El tren pitó a la distancia. La estación de láminas acanaladas pintadas de alquitrán, los rieles largos como sus lágrimas, los brequeros igual que muñecos sobre los vagones, lámparas agitándose para el movimiento del enganche, poco brillantes en la claridad meridiana de la luna majestuosa.

Lo abordaron, acompañados por el jefe de trenes. Doña Flora repetía a cada momento: «¡No sé a qué voy al puerto!… ¡No sé a qué voy al puerto!…»

El contacto de la luna y el agua transparente era música. Se oía. Se oía un canto enmadejado, profundo, sacudido entre las olas, apagándose en las playas, rozando las rocas, desnudando el miedo batracio de las piedras medio sumergidas en la corriente. No es fácil decir lo que le falta al agua para hablar, pero su fábula de cristal y espuma saca lenguas de astilladas puntas diamantinas para decir adiós a los que se quedan en las riberas: los árboles vetustos, las fluviales enredaderas de quiebracajetes, las palmatorias nevadas de cera de los izotales, las huellas verdes que en el aire semejan las tunas; y para decir vamos a lo que en el fluir de sus moléculas rodantes le acompaña, desde la arena movible revuelta con oro, hasta pedazos de montaña.

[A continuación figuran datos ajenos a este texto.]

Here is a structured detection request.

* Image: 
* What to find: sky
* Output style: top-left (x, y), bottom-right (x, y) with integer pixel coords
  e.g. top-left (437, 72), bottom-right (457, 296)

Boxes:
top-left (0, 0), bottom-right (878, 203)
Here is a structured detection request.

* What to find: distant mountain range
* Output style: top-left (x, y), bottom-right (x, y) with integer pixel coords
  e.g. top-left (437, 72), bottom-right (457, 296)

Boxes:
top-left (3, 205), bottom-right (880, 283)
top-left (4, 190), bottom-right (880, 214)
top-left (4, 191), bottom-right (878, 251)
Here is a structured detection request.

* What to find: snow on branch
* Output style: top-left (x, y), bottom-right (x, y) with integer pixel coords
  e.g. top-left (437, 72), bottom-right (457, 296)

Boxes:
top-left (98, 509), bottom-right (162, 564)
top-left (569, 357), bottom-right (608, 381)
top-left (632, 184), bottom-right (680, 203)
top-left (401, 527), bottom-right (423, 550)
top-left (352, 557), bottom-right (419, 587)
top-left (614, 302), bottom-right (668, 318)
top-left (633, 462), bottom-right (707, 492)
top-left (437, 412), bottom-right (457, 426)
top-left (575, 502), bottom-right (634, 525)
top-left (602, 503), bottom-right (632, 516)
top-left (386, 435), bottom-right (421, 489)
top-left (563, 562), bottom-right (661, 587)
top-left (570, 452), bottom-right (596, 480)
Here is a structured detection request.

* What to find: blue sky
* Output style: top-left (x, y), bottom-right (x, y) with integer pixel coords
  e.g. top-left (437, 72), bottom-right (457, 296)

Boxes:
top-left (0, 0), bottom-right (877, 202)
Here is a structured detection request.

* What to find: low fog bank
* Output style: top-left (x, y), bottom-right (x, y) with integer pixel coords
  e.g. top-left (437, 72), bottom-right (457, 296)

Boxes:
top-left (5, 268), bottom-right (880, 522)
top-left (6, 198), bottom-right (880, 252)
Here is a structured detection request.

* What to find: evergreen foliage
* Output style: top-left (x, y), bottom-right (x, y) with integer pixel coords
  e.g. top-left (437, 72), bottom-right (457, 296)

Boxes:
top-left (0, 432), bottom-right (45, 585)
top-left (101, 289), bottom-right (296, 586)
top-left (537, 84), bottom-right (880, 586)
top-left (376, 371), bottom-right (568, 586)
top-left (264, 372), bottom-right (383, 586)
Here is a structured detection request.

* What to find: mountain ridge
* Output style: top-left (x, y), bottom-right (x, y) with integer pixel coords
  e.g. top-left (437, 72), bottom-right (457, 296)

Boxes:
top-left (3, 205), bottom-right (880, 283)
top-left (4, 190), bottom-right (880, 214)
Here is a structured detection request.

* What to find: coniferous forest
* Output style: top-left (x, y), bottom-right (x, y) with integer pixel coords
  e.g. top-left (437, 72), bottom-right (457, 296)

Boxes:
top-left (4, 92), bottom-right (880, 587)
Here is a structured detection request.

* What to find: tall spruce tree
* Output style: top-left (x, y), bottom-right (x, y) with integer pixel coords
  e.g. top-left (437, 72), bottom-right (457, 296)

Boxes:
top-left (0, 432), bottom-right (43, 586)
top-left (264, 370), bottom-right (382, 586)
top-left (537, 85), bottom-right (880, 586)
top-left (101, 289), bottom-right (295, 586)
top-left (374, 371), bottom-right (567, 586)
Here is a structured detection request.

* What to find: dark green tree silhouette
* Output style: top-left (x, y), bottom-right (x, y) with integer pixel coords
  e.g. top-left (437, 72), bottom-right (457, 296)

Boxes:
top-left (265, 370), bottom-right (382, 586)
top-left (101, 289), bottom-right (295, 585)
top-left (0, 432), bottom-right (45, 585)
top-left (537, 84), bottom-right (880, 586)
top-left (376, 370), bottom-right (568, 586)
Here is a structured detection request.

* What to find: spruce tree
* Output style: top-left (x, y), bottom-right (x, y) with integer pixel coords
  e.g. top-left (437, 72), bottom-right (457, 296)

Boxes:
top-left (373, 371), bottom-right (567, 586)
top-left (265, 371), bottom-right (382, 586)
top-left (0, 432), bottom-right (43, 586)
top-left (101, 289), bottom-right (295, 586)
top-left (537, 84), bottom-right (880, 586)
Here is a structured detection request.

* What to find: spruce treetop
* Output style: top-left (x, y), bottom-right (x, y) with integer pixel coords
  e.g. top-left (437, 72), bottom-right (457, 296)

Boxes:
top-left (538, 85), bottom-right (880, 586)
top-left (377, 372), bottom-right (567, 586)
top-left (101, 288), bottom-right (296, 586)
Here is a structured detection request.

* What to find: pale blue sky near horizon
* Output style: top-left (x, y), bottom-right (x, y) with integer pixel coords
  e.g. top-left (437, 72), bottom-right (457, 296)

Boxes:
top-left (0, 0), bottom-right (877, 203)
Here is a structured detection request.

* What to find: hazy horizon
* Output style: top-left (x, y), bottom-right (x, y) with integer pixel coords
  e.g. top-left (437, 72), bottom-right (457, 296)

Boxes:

Mayarí, eterna enamorada del agua, sabía que esta vez realzaría su gran sueño, que esta vez no habría voz humana que la hiciera regresar de su ambicionado viaje a los líquidos profundos. Geo la recobró aquella vez de la inmensidad del mar, al llamarla, y se refugió en sus brazos creyéndolo transparente. Pero Geo era de sólidas paredes, de oscuridades que la encerraron, como en una tumba, oyendo hablar de números.

Esta vez sería la feliz esposa de un río. Probablemente nadie se da cuenta de lo que es ser la esposa de un río, y de un río como el Motagua, que riega con su sangre las dos terceras partes de la sagrada tierra de la Patria, por donde hicieron camino los mayas, sus antepasados, que viajaban en balsas de coral rosado, y más tarde frailes buenos, encomenderos y piratas en grandes o pequeñas barcas movidas a remo a pica por esclavos encadenados, desde los rápidos, hasta donde la corriente, en la desembocadura, pierde impulso y se torna sueño de talco entre cocodrilos y eternidades.